Even actors conducting malvertising campaigns take advantage of steganography. The Stegano/Astrum exploit kit embedded malicious code inside the RGBA transparency value of each pixel of PNG banner ads. When ads were loaded, the malicious code was extracted, and the user was redirected to the exploit kit landing page. Furthermore, the group behind DNSCharge created ads that contained code that launched brute force attacks against users’ home WiFi routers.

What companies can do to protect against steganography

Using steganography during an attack is relatively easy. Protecting against it is much more complicated, as threat actors are getting more innovative and more creative. “Companies should embrace modern endpoint protection technologies that go beyond static checks, basic signatures, and other outdated components as code hidden in images and other forms of obfuscation are more likely to be detected dynamically by a behavioral engine,” Figueroa says.

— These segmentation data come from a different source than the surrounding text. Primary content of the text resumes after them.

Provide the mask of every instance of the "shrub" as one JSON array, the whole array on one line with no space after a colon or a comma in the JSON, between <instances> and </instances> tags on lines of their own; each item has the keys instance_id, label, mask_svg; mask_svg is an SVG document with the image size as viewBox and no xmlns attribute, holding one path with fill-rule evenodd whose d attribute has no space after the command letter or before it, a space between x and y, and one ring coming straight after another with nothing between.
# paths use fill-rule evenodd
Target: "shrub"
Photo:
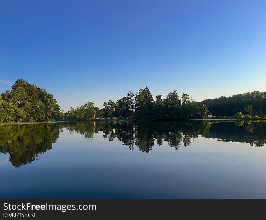
<instances>
[{"instance_id":1,"label":"shrub","mask_svg":"<svg viewBox=\"0 0 266 220\"><path fill-rule=\"evenodd\" d=\"M234 116L236 118L243 118L244 117L243 114L240 112L238 112Z\"/></svg>"}]
</instances>

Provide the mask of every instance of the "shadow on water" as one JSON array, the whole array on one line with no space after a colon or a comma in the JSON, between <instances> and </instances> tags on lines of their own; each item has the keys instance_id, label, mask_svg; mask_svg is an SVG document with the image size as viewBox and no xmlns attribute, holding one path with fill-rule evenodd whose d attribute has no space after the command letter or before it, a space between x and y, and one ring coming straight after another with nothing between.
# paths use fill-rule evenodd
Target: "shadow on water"
<instances>
[{"instance_id":1,"label":"shadow on water","mask_svg":"<svg viewBox=\"0 0 266 220\"><path fill-rule=\"evenodd\" d=\"M9 153L9 161L19 167L37 159L50 149L64 128L93 140L95 133L121 141L130 150L136 147L149 153L154 144L166 144L178 151L194 139L203 137L222 141L249 143L262 147L266 143L266 122L261 121L183 121L73 122L0 126L0 152Z\"/></svg>"}]
</instances>

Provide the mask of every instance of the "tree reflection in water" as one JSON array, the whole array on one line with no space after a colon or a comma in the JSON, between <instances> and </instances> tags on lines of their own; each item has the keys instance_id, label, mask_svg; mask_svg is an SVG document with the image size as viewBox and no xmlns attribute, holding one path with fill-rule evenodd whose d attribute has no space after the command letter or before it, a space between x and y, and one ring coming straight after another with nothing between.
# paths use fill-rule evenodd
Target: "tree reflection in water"
<instances>
[{"instance_id":1,"label":"tree reflection in water","mask_svg":"<svg viewBox=\"0 0 266 220\"><path fill-rule=\"evenodd\" d=\"M0 126L0 152L9 153L9 162L19 167L37 159L51 149L66 129L92 140L95 133L122 142L131 150L137 147L149 153L155 144L168 145L178 151L183 143L192 144L199 137L222 141L249 143L262 147L266 143L266 122L257 120L173 121L73 122Z\"/></svg>"}]
</instances>

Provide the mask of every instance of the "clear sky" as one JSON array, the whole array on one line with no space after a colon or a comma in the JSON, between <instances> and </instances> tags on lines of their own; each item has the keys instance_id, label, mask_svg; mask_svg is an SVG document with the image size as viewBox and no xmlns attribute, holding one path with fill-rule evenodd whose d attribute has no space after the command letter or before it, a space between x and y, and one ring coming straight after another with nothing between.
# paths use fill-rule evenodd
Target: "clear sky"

He has two more tips for organizations and their employees: First, if an image is unusually large, it might be a clue that steganography was used. Second, companies should focus detection efforts directly at the endpoints where encryption and obfuscation are easier to detect.

Trend Micro’s Clay says more should be done to educate users and raise awareness. “Organizations should teach employees that image files can harbor malicious code,” he says. “In addition, organizations should have web filtering for safer browsing and should also stay up to date with the latest security patches when updates are available.”

Kaspersky’s Baumgartner also thinks businesses should do more to protect against such attacks. “A solid host-based antimalware solution will identify actions based on the decrypted commands, find hidden malcode and their loaders delivered with these techniques using heuristic, behavioral, machine learning, and other methods, and suspicious outbound siphoning of data,” he says. “Also, network tracking may help support identification of new steganographically delivered malcode or outbound stolen data.”

While some researchers worry about the creativity of nation-state actors, others believe that any malicious entity could leverage steganography. “Less advanced adversaries are using fairly sophisticated stuff that can go undetected,” Baumgartner says.